The rice pathogen, Gibberella fujikuroi, produces large amounts of gibberellins, a group of natural plant hormones, which induce the superelongation (bakanae) disease of rice. Gibberellins are diterpenoid compounds which are synthesized via the isoprenoid pathway. Here we report the isolation and molecular characterization of the geranylgeranyl diphosphate synthase (ggs) gene from G. fujikuroi. Geranylgeranyl diphosphate synthase is a key enzyme in isoprenoid biosynthesis. Southern blot analysis showed that G. fujikuroi has a single copy of the ggs gene, which is not linked to the farnesyl diphosphate synthase gene. This indicates that the genes of the isoprenoid pathway are not clustered in the fungal genome. The ggs gene is not interrupted by an intron and codes for a polypetide of 418 amino acids. Peptide sequence comparison showed a high degree of similarity to the corresponding Neurospora crassa gene (al-3). However, transcription analyses revealed that the ggs gene, in contrast to the analogous N. crassa gene, is not regulated by blue light. Ammonium and glucose did not affect the transcription of the G. fujikuroi ggs gene, indicating that it is not subject to nitrogen and carbon catabolite repression. The G. fujikuroi gene complements a N. crassa al-3 mutant.

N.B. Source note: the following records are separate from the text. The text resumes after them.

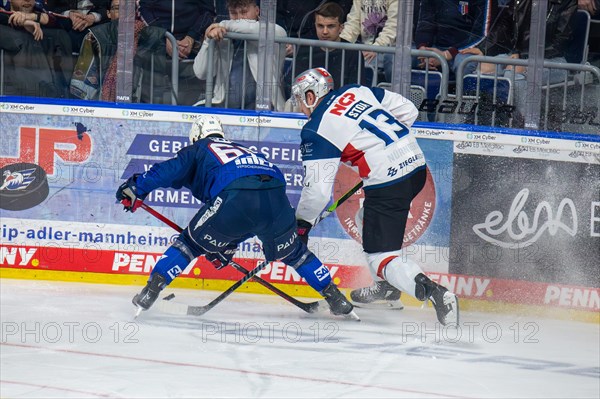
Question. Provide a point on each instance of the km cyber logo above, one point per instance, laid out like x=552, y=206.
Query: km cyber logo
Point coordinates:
x=321, y=273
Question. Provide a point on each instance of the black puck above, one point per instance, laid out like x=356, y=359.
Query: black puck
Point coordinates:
x=24, y=185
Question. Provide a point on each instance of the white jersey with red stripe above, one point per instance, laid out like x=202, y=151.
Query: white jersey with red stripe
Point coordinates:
x=366, y=128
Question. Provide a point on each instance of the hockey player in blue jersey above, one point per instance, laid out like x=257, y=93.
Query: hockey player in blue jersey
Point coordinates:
x=243, y=196
x=368, y=129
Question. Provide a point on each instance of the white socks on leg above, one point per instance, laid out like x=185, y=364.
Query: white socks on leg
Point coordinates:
x=399, y=272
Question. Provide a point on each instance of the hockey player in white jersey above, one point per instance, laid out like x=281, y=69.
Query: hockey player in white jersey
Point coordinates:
x=368, y=129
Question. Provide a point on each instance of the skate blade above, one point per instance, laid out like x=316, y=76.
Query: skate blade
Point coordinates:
x=390, y=305
x=352, y=316
x=138, y=311
x=451, y=319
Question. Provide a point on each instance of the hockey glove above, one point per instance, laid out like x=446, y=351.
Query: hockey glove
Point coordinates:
x=221, y=259
x=128, y=195
x=303, y=230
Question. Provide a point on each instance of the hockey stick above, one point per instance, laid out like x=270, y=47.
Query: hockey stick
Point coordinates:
x=339, y=202
x=182, y=309
x=307, y=307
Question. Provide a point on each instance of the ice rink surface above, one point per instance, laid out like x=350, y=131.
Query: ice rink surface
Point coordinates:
x=78, y=340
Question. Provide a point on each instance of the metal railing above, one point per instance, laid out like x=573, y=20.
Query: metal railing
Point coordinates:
x=571, y=80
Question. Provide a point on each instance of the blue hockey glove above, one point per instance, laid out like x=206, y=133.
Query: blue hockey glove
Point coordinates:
x=221, y=259
x=127, y=194
x=303, y=228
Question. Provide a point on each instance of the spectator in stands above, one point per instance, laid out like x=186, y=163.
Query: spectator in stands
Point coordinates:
x=187, y=20
x=96, y=67
x=509, y=37
x=329, y=23
x=295, y=16
x=231, y=68
x=591, y=6
x=37, y=51
x=447, y=26
x=83, y=14
x=374, y=22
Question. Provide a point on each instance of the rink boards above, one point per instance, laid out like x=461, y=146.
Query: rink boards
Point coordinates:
x=507, y=218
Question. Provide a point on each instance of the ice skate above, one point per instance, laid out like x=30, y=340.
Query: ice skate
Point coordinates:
x=379, y=295
x=444, y=301
x=338, y=303
x=146, y=298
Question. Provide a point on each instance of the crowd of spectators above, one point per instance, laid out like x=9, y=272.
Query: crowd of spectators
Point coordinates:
x=66, y=48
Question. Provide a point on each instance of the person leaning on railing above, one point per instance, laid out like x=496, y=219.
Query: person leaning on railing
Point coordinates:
x=373, y=22
x=447, y=26
x=229, y=67
x=37, y=56
x=187, y=20
x=83, y=15
x=329, y=24
x=509, y=37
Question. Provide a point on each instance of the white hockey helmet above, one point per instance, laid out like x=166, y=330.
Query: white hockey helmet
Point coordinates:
x=317, y=80
x=204, y=126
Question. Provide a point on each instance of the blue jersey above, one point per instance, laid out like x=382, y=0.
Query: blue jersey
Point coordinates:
x=206, y=168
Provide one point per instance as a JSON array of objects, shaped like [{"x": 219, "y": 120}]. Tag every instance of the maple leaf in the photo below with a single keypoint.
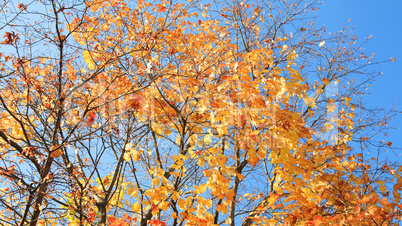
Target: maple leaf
[{"x": 161, "y": 8}]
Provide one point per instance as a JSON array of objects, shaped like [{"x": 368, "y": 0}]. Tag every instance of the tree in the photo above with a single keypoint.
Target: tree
[{"x": 165, "y": 113}]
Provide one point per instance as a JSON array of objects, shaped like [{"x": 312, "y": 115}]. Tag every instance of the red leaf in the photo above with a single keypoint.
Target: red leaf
[{"x": 161, "y": 8}]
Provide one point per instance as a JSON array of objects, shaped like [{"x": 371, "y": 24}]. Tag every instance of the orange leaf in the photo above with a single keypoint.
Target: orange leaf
[{"x": 161, "y": 8}]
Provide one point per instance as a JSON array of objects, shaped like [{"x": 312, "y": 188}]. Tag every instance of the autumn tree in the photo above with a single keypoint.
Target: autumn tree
[{"x": 187, "y": 113}]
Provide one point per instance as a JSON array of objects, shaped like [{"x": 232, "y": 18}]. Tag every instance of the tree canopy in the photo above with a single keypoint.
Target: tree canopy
[{"x": 188, "y": 113}]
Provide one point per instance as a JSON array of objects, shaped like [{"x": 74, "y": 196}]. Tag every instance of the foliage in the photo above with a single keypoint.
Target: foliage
[{"x": 169, "y": 113}]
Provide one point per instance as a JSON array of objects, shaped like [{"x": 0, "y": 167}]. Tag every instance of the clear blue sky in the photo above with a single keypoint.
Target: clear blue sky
[{"x": 383, "y": 20}]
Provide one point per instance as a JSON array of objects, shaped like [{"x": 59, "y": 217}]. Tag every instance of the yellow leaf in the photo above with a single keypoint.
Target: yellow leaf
[{"x": 136, "y": 207}]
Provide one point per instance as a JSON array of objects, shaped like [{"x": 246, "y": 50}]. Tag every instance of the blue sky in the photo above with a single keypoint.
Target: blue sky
[{"x": 383, "y": 20}]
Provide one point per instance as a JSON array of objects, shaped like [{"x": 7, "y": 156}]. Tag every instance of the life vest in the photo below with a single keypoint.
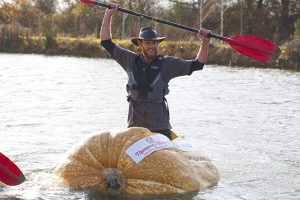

3-Hydroxy-3-methylglutaryl-CoA reductase gene of Gibberella fujikuroi: isolation and characterization.

3-Hydroxy-3-methylglutaryl-CoA reductase (HMGR) is the first specific enzyme of the isoprenoid pathway, which leads to several classes of primary and secondary metabolites such as sterols, quinones, carotenoids and gibberellins. The structural gene of HMG-CoA reductase was isolated from the ascomycetous fungus Gibberella fujikuroi. Additionally, the most conserved region of this gene was also isolated from another plant pathogenic fungus, Sphaceloma manihoticola. Both ascomycetous fungi use the plant hormone gibberellin to induce an elongation of infected host plants, and in the case of S. manihoticola of plant tumors. Sequence analysis revealed a high degree of similarity between the deduced amino-acid sequences in the C-terminal catalytic domains of all known HMG-CoA reductases, but the highest degree was found between the sequences of both analysed ascomycetes. In contrast to Saccharomyces cerevisiae, Ustilago maydis and plants, G. fujikuroi and S. manihoticola possess only a single copy of this gene, although the product of HMGR (mevalonate) is the precursor for essential sterol and quinone biosynthesis and secondary metabolites such as gibberellins. RNA-blot and hybridization experiments showed that gene expression is not influenced by either glucose or ammonium excess.